After spending much of the last two decades at a relative standstill, West Vancouver is on the eve of change.
District of West Vancouver council has approved a new official community plan that foresees the population growing by 10,000 people by 2041.
District staff estimate the municipality will add another 5,000 units of housing over the next 25 years, most of them clustered around already existing village centres like Ambleside, Dundarave, Taylor Way and Horseshoe Bay, although the total number of new units in those areas will be subject to future local area plans made in consultation with the community. Council is also planning a new village centre to be constructed off Cypress Bowl Road. Other new forms of housing will include infill like duplexes and coach houses, townhouses and triplexes.
The overarching goal of the guiding document is to make West Vancouver a hospitable place for demographics that have been disappearing – young families, local workers and downsizing seniors – as well as stimulate the local economy and protect the environment. It also lays out strategies for getting more people to make trips on foot, bike or transit and suggests the possibility of a new bridge over the Capilano River.
West Vancouver hasn’t updated its OCP in 14 years and, according to the last census, was one of only two Lower Mainland municipalities where population fell.
The new plan, which has been in various stages of community consultation for almost two years, was mostly well received at a two-hour public hearing Monday night.
Those who spoke against approval warned council against allowing densification to harm the quality of life in their neighbourhoods. Others doubted whether the OCP, if acted upon, would be successful in mitigating the traffic congestion drivers already face at the Lions Gate Bridge.
Council’s approval, however, was unanimous.
Coun. Nora Gambioli eagerly cast her vote saying it was the “single most important motion” that had come before council in her six and a half years since getting elected.
“We’re finally acknowledging that the sustainability of our community demands that we have housing options for young people, for seniors and for those who work in our community,” she said. “This OCP is a progressive and compelling guide for building a healthy community for everybody over the long term.”
Coun. Craig Cameron said the document represents meaningful change for change-averse West Vancouver.
“When viewed from the perspective of West Vancouver’s rather conservative history, I think this document is very, very significant and I’m proud of the community. I’m proud because so many of you have spoken up – so many of you obviously care deeply about the community and so many people obviously get it. They get the challenges that we’re facing and they get that we have to do something different that we haven’t done before in West Vancouver. We can’t just keep doing the same-old, same-old,” he said.

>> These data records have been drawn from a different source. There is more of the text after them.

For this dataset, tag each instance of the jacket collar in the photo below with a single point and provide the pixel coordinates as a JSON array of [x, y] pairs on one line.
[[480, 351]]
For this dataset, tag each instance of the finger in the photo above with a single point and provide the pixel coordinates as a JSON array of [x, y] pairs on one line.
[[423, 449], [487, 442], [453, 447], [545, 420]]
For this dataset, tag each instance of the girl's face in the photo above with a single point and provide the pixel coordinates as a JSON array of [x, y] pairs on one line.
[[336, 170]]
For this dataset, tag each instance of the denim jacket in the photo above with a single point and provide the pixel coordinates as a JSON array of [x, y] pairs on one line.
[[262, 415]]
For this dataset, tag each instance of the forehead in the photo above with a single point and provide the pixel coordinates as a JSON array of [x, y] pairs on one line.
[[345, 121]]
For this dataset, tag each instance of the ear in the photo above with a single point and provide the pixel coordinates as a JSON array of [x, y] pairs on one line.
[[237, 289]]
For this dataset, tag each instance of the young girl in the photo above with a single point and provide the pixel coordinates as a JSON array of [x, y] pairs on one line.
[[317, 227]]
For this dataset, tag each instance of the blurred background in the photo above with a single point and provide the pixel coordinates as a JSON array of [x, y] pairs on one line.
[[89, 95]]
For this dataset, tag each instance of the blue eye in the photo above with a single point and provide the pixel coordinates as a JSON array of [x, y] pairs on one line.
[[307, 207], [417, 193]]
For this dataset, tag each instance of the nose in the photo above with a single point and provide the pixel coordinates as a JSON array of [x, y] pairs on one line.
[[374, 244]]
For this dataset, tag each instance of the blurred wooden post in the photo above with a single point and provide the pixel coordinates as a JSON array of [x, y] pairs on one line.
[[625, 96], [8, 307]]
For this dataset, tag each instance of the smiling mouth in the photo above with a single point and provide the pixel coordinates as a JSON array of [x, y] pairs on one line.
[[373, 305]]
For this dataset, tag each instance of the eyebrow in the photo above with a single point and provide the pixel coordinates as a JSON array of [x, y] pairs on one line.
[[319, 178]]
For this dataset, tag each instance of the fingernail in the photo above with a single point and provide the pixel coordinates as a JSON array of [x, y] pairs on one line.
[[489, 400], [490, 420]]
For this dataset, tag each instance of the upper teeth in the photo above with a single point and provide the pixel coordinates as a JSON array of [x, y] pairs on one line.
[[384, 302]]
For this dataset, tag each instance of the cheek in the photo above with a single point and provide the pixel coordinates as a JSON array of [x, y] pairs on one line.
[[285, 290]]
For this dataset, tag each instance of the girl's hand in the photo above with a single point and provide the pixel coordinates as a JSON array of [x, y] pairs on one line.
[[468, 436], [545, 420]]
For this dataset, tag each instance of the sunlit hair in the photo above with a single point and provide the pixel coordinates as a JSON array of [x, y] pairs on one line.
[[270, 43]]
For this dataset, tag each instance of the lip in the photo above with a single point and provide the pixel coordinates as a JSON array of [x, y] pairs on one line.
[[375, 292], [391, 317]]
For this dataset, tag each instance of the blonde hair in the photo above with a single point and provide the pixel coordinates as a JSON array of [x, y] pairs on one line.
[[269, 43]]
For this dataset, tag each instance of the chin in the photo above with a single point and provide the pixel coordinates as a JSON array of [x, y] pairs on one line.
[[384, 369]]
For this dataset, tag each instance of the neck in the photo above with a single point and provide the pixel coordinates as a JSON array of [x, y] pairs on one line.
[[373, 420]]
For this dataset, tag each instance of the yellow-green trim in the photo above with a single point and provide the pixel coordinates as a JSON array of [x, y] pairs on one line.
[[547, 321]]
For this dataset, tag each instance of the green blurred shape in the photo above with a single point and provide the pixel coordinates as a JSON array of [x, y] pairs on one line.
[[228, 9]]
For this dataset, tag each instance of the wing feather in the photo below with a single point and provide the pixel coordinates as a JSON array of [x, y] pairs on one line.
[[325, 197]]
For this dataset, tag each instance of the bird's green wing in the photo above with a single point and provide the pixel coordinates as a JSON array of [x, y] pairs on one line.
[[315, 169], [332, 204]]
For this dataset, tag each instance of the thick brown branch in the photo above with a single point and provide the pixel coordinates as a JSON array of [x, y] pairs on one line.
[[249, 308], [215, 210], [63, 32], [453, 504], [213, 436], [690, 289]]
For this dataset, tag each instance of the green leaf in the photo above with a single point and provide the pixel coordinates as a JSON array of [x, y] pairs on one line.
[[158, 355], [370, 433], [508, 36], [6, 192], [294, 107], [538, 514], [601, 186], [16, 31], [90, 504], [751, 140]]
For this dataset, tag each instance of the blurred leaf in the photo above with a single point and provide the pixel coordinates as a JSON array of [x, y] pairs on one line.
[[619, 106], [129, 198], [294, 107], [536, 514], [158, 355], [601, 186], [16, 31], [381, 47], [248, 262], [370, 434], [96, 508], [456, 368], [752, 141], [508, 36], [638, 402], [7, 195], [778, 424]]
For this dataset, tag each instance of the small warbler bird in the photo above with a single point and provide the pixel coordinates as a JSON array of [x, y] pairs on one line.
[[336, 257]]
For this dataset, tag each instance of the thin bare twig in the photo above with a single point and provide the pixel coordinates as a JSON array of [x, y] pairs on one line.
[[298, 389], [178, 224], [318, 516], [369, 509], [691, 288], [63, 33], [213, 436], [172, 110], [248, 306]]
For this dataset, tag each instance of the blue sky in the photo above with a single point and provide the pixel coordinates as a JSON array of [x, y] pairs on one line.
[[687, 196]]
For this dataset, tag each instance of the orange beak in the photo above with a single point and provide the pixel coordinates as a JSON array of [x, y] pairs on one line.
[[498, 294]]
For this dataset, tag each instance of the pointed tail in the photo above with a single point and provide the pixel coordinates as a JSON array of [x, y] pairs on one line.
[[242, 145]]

Coun. Mary-Ann Booth agreed, saying the OCP would give council the tools to tackle a number of regrettable changes already underway – the disappearance of the middle class, the loss of businesses, the lack of housing options, difficulty attracting employees and climate change.
“Whether we like it or not, we are facing significant changes, significant pressures and that’s why we’re so anxious to move this document along,” she said. “We have challenges. Doing nothing is not an option. Doing what we did before no longer works. ... The majority of our community is really urging council now to move forward so I am going to listen them.”
Coun. Christine Cassidy, however, showed more skepticism.
“The document is completed but the journey for us as residents has only just begun and the devil is in the details,” she said, referring to the local area plans, which she hoped would reflect the views of current residents. “Because it is their quality of life that is going to be impacted at the end of the day and I do believe in serving the needs of those who are here over the needs of those who we hope to come.”
Coun. Bill Soprovich also cast doubt on whether allowing West Vancouver to grow would achieve any of the goals his colleagues hoped it would, particularly about whether West Van would ever be affordable.
“Who are we doing this for? Is it for West Vancouverites? No, it’s for the world. Everybody will come. ... I don’t want to sell West Vancouver citizens down the river for developers’ delight,” he said. “Don’t get me wrong. We need some density in this town but how it’s done and who it’s for is vitally important to me.”
Coun. Peter Lambur stressed that the OCP is very high level and there is still more detailed study and consultation needed, including a housing needs study, local area plans, neighbourhood character guidelines for single-family homes, a housing action plan that focusses on both market and non-market rentals, and the use of municipal lands for affordable housing, more data driven transportation analysis and meaningful greenhouse gas reduction policies.
“All of this is to say the OCP that’s before us is a good start,” he said.
Mayor Michael Smith said the OCP will address the problems facing West Vancouver while leaving what’s good about the community intact.
“I’ve lived in West Vancouver for 63 years and I’ve seen a lot of change but the one thing that doesn’t change is the essence of the community remains the same. We’re still a rural feeling community, enjoying the spectacular location we have between the ocean and the mountains and it’s great place to live. That’s always been the essence of West Van for the last 100 years and I’m sure it will continue for hundreds of years or in perpetuity,” he said. “I think we’ve got 95 per cent plus of the community who are all saying let’s get on with these housing issues and everything else and let’s have a complete community.”